* * *
We have spent the past nine weeks of our lives on an incredible adventure. We have seen amazing sights and pushed the limits of our comfort zone. I, personally, have grown and gained invaluable insight and perspective into certain aspects of my life that have been a bit of a confusing puzzle for many years.
I’ve been amazed at the courage my two little girls possess. They are incredible. Their intelligence and maturity has me in awe. They are kind-hearted, compassionate, polite, capable little people. I am so proud of them.
I’ve learned that it’s true; you really can’t go home. And the longer a person has been away from home, the more that proves to be true. I’ve realized that I need to heed my inner voice, especially when it is screaming at me. I’ve learned that I can let go of the past and live fully in the present.

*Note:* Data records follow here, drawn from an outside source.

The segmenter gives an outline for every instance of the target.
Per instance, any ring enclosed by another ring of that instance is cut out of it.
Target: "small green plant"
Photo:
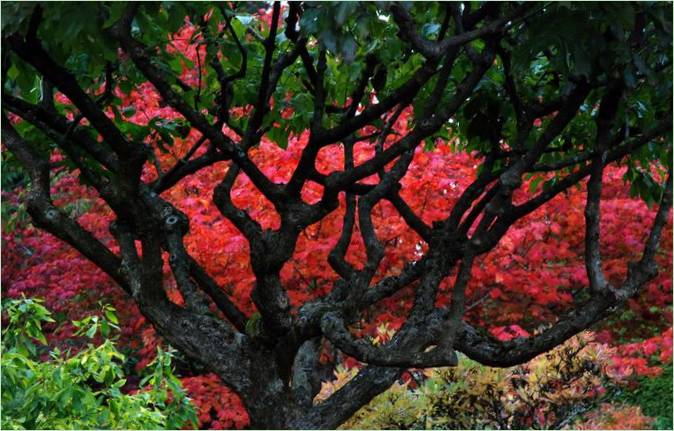
[[[53,322],[38,299],[3,302],[8,324],[2,331],[3,429],[178,429],[197,416],[173,374],[171,352],[159,350],[141,381],[124,393],[124,355],[115,345],[117,317],[110,306],[101,316],[73,322],[76,335],[104,337],[77,353],[48,352],[42,325]],[[48,360],[41,360],[48,353]],[[143,387],[147,385],[146,387]]]

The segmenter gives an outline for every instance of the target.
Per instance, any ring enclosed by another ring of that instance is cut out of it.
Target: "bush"
[[[71,353],[49,352],[42,325],[53,322],[37,299],[3,303],[3,429],[176,429],[196,423],[196,413],[173,375],[171,353],[159,350],[141,380],[124,393],[124,355],[116,348],[114,310],[74,322],[77,335],[105,340]],[[46,360],[41,360],[46,359]]]
[[[424,372],[418,389],[397,384],[360,409],[344,429],[560,428],[594,407],[610,384],[610,351],[581,334],[527,364],[490,368],[462,357]],[[355,372],[338,369],[317,402]],[[643,415],[642,415],[643,416]]]

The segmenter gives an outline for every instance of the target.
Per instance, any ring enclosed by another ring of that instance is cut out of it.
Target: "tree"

It’s okay to do what I know to be right for myself and my family, unapologetically and in spite of others disagreeing.
I’ve discovered that the word “family” means different things to different people and it can be surprising, sometimes, to discover just who comprises your family.
If you’ve ever wondered if doing without and simplifying life can actually bring about personal growth and a heightened awareness of what is really important, I can say, undeniably, it does. The old adage - you don’t appreciate what you have until it’s gone - is accurate but incomplete. It should end with - but you learn to appreciate what’s left so much more.
This has strengthened my little family, and we were a pretty cohesive unit to begin with. We are quite a team.
We are going back to the mountains - my husband, two little girls and I - because that is home. It’s where I left my heart nine weeks ago.
And it’s there still, awaiting my return.